1)Select (or allow your child to select) two colors of fleece fabric - it took less than a yard of each color for this jacket, and I found all the fabric in the remnants section of my local fabric store (half price from the already-reduced sales price)
2) use an existing item of clothing as a pattern, allowing extra width for your seam allowance and since a jacket needs to fit over other clothing. I know this dress is in all the photos on my site; my daughter does own other clothing but this is one of her favorites.

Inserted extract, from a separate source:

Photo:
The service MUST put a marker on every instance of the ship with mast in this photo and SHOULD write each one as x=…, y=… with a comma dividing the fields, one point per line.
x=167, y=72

3) Cut half based on the clothing item, then fold over and cut to make it symmetrical. Cut a small notch in the fabric in the neckline to mark the center. This is the back of the jacket
4) Use the back of the jacket as a pattern for the front of the jacket - allowing extra fabric in the middle for overlapping edges in the center front and seam allowance. Cut down the middle of the front piece to make the two sides of the front of the jacket.
4) Use the back of the jacket as a pattern for the front of the jacket - allowing extra fabric in the middle for overlapping edges in the center front and seam allowance. Cut down the middle of the front piece to make the two sides of the front of the jacket.
5) Cut out sleeves, again based on an existing garment with extra width for seam allowance and for the sleeves to fit over other clothing
6) Cut out copies of all pattern pieces in second fabric. This photo also shows the shape of a typical sleeve (the sleeve gets gathered a bit using a basting stitch to fit into the armhole.
6) For a warmer jacket, add batting to the front and back pieces - probably not sleeves since it gets too stiff on a small child and two layers of fleece are already quite warm.
7) Stitch together as two jackets - one in each fabric
8) Sew the two jackets together, leaving an opening to turn right side out (the bottom back of the jacket works well and is easy to blind-stitch shut). I recommend stitching the ends of the sleeves together last since it's easy to get wrong otherwise (at least for me).
9) Mark positions for buttons and buttonholes. This jacket was actually a bit thick for buttonholes, so I sewed elastic loops on to go around the buttons. Since this is a reversible jacket, I sewed buttons on both sides of the jacket.